Java.lang.StackOverflowError on java.util.regex.Pattern $ BmpCharProperty.match (Pattern.java:3715)

I get a StackOverflowError when I use after Reg Ex:

 "([AZ][AZ]\\d\\d[AZ]\\[(\\*|(((\\d|\\d\\d)-(\\d|\\d\\d))|(\\d|\\d\\d)))\\](,|$))+"; 

to map something like this String :

 RA01D[1-1],RA01D[17-17],RA01D[2-2],RA01D[18-18] 
+5
source share
2 answers

What stribizhev's answer indicated and recorded inefficiency in regular expression. There is no catastrophic retreat. The change only slightly delays the StackOverflowError without its permission (see Appendix ).

In the original regular expression, if the first branch (\d|\d\d)-(\d|\d\d) fails, the second branch will again do the additional work corresponding to (\d|\d\d) , which is prefix of the first branch.

 ( ( (\d|\d\d)-(\d|\d\d) ) | (\d|\d\d) ) 

When re-writing (as shown in his answer) the prefix (\d|\d\d) will be matched only once, and the engine should check only two different sequels (match -(\d|\d\d) or just an empty string )

 (\d|\d\d)(?:-(\d|\d\d))? 

Here's how his answer improves the effectiveness of regular expressions. The same method applies to \d|\d\d .


Back to the StackOverflowError problem. If you run a regular expression in a string with 1000 elements, any of the above expressions will raise a StackOverflowError . This is due to the implementation of the Pattern class in Sun / Oracle / OpenJDK, which uses recursion for the greedy and lazy quantifier.

Since the regular expression is not ambiguous , you can fix this problem by doing a quantifier on an external large group. The regular expression is copied from the stribizhev response with some changes:

 "(?:[AZ][AZ]\\d\\d[AZ]\\[(?:\\*|\\d{1,2}(?:-\\d{1,2})?)\\](?:,|$))++" ^^ 

Because the implementation uses a loop to implement a quantifier (since there is no need to return), a StackOverflowError cannot occur, no matter how long the input line takes. Using a stack is just one repetition, unlike the case in the question where it grows linearly with the number of elements in a row.

application

Testing program

The following is a test program showing the number of elements that a regular expression can handle. On my system (Oracle JRE, version 1.8.0_25), the regular expression in the question manages to reach 104 * 4 = 416 elements before the failure, stribizhev the answer manages to reach 137 * 4 = 548, the stribizhev answer is changed to remove unnecessary group commands up to 150 * 4 = 600, and the version with possessive quantifier passes all tests (500 * 4 = 2000 elements).

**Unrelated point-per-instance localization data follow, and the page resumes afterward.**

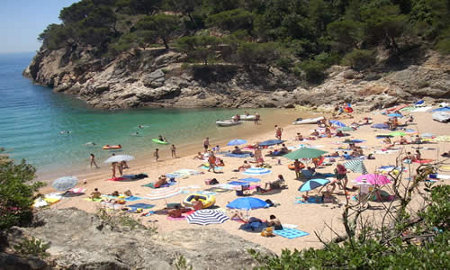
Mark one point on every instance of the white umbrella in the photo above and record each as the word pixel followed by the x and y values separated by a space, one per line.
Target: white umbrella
pixel 119 158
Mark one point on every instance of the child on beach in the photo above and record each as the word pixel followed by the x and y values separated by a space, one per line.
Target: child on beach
pixel 92 159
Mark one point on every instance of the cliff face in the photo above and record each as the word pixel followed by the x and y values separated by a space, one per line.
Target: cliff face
pixel 157 78
pixel 79 240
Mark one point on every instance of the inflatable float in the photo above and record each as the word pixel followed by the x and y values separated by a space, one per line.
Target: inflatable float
pixel 207 200
pixel 227 123
pixel 307 121
pixel 159 141
pixel 110 147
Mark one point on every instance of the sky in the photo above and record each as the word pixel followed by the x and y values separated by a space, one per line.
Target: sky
pixel 21 22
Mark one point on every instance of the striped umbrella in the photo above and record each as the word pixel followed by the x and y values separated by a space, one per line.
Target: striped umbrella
pixel 206 217
pixel 65 183
pixel 356 165
pixel 163 193
pixel 257 171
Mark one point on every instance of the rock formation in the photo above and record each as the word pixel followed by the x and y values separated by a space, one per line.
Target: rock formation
pixel 157 78
pixel 84 241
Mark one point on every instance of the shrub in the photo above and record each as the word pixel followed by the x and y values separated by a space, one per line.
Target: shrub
pixel 359 59
pixel 16 192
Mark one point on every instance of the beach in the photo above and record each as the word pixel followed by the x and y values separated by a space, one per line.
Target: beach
pixel 311 218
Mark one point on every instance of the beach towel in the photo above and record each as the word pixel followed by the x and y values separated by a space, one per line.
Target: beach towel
pixel 141 205
pixel 246 155
pixel 290 233
pixel 116 179
pixel 132 198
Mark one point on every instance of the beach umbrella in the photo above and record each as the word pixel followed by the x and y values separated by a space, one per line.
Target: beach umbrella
pixel 257 171
pixel 250 179
pixel 373 179
pixel 337 123
pixel 236 142
pixel 312 184
pixel 356 165
pixel 343 129
pixel 305 153
pixel 163 193
pixel 247 203
pixel 119 158
pixel 65 183
pixel 397 133
pixel 206 217
pixel 270 142
pixel 380 126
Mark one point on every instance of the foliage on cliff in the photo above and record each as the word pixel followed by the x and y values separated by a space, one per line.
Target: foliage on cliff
pixel 16 194
pixel 304 36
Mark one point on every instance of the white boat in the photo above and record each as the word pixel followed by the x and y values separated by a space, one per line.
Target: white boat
pixel 441 116
pixel 227 123
pixel 307 120
pixel 248 117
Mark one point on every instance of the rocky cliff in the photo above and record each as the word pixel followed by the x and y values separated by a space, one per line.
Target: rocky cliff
pixel 84 241
pixel 157 78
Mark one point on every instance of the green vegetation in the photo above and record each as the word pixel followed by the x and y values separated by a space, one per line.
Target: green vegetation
pixel 33 247
pixel 290 34
pixel 16 192
pixel 407 238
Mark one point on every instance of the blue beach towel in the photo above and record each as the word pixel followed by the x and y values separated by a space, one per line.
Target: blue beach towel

 public class SO29758814 { public static void main(String[] args) { String s = ""; for (int i = 1; i <= 500; i++) { s += "RA01D[1-1],RA01D[17-17],RA01D[2-2],RA01D[18-18],"; System.out.print(i); try { // Question System.out.print(" 1 " + s.matches("([AZ][AZ]\\d\\d[AZ]\\[(\\*|(((\\d|\\d\\d)-(\\d|\\d\\d))|(\\d|\\d\\d)))\\](,|$))+")); } catch (Throwable e) { } try { // stribizhev answer System.out.print(" 2 " + s.matches("([AZ]{2}\\d{2}[AZ]\\[(\\*|((\\d{1,2})(?:-(\\d{1,2}))?))\\](?:,|$))+")); } catch (Throwable e) { } try { // stribizhev answer, remove unnecessary groups System.out.print(" 3 " + s.matches("(?:[AZ][AZ]\\d\\d[AZ]\\[(?:\\*|\\d{1,2}(?:-\\d{1,2})?)\\](?:,|$))+")); } catch (Throwable e) { } try { // stribizhev answer, remove unnecessary groups, use possessive quantifier System.out.print(" 4 " + s.matches("(?:[AZ][AZ]\\d\\d[AZ]\\[(?:\\*|\\d{1,2}(?:-\\d{1,2})?)\\](?:,|$))++")); } catch (Throwable e) { } System.out.println(); } } } 
+4
source

Your regex contains alternative lists that have similar patterns that often lead to catastrophic back-bounce and can affect performance. Take a look at this template:

  ( ( (\d|\d\d)-(\d|\d\d) ) | (\d|\d\d) ) 

He is equal

 ( ( (\d|\d\d)(?:-(\d|\d\d))? ) ) 

In addition, you are better off using quantifiers, (\d|\d\d) equals \d{1,2} . I also doubt that you need to grab a comma or end of line, so add a group without grabbing (?:,|$) .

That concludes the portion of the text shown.